Болт давно привык терпеть оскорбления от арестованных — как приходится привыкать любому копу. Поддаваться на них, особенно в эпоху, когда на каждом углу торчит по видеокамере, — значит губить себя. В большинстве своем эти угрозы — не более чем пустой треп, и от них можно отмахнуться, ведь всякий такой клиент наверняка сядет за решетку. Однако с Ленчем все было иначе. Ублюдок знал, что перевес на его стороне и что если он хоть словом обмолвится о детях, то фактически признает свою вину. Болт размышлял, какая судьба ждет детей Меронов. Они в руках у людей, не знающих жалости. Возможно, похитителям будет легче разделаться с детьми, чем отпустить их, — убить и избавиться от тел.
Болт представил перед собой Микаэлу. Что она бы ему посоветовала?
— Надеюсь, это «скорая» там воет. Ногу надо бы подлатать.
Болт обернулся. Меронов уже не было видно. Видимо, они вернулись в дом и ждут. Ждут, что он выбьет из Ленча нужную информацию, верят в него. Судя по звуку, машины с сиренами уже заезжают в деревню. Время на исходе.
Снова зазвонил телефон.
Детишкам грозила смерть. Может быть, они уже мертвы. А может, их и отпустили. Болту просто неоткуда было знать. А единственный человек, располагавший этой информацией, сидел перед ним с наглой улыбкой на лице.
Болт вынул из кармана пистолет с глушителем и снял его с предохранителя, потом направил дуло на живот Ленча.
На лице Ленча промелькнуло сомнение, но оно исчезло так быстро, что Болту могло и показаться.
— Скажи, где дети, не то я выстрелю.
Рука Болта твердо сжимала пистолет, лицо оставалось бесстрастным, однако в душе бурлил водоворот противоречивых эмоций и желаний. Он понимал: то, что он намерен сделать, поставит под сомнение его карьеру — и даже свободу. Он угрожает задержанному расправой. Ничего подобного Болту раньше делать не приходилось. Во время службы в «Летучем отряде» он убил человека — но тот напал из засады, сопротивлялся аресту и целил в голову из автоматического «ремингтона» с обрезанным стволом. Иными словами, тогда убийство было оправдано. Сейчас же… сейчас все иначе.
И однако его рука не дрожала.
Ленч вздохнул, словно учитель, которого утомил не в меру озорной ученик:
— Так-так-так, к избиению прибавляется еще и угроза расправы. Теперь ты точно влип.
Болт нажал на спусковой крючок и прострелил Ленчу живот. Преступник дернулся верхней частью туловища, но остался в сидячем положении.

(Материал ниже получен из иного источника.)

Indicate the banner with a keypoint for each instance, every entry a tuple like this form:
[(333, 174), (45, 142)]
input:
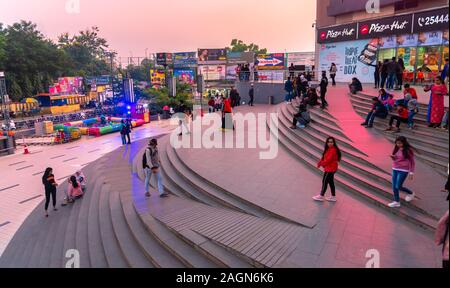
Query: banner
[(430, 38), (271, 76), (185, 60), (212, 72), (212, 56), (337, 33), (407, 40), (235, 58), (185, 75), (270, 61), (300, 58), (164, 59), (157, 78), (431, 20), (351, 58)]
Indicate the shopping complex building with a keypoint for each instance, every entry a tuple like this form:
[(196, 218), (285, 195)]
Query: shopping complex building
[(357, 34)]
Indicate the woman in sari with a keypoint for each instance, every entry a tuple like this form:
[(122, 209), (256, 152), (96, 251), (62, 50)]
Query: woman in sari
[(436, 106)]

Его глаза широко распахнулись, он судорожно выдохнул и схватился за рану, пытаясь хоть как-то унять боль, затем повалился на бок и громко застонал.

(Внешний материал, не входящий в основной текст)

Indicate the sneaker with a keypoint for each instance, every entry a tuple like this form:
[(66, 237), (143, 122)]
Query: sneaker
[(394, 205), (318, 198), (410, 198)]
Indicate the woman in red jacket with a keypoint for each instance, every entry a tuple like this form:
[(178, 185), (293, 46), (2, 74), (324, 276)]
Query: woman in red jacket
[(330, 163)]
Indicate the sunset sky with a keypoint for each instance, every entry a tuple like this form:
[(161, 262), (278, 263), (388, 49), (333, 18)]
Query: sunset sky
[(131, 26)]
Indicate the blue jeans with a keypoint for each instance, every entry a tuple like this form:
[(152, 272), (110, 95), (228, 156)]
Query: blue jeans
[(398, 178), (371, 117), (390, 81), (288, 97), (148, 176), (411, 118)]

Болт схватил его за шею и перевернул лицом к себе.
— Скажи мне, где они, а то отстрелю тебе яйца.
— Да пошел ты, — прошипел Ленч. Из уголка его рта струйкой потекла кровь.
Болт приставил пистолет к паху Ленча.
— Даю тебе последний шанс. Будешь пищать, как двухлетка, до конца жизни. — Он сильнее вдавил пистолет. — Я и так уже в дерьме. Почему бы и тебя с собой не захватить?
Их глаза встретились, и Ленч понял, что Болт не шутит.
— Лаймстоун-стрит, дом двадцать четыре… это в Хендоне. Цокольная квартира… Они там.
Кровь снова выплеснулась из его рта и потекла по подбородку. Ленч закашлялся и пробормотал что-то насчет «скорой», но Болт слов не разобрал.
Инспектор выпрямился. Машины уже поднимались на холм — в какой-то сотне ярдов от них. Выли целых четыре сирены… вполне достаточно, чтобы разогнать всех любопытных в радиусе нескольких миль.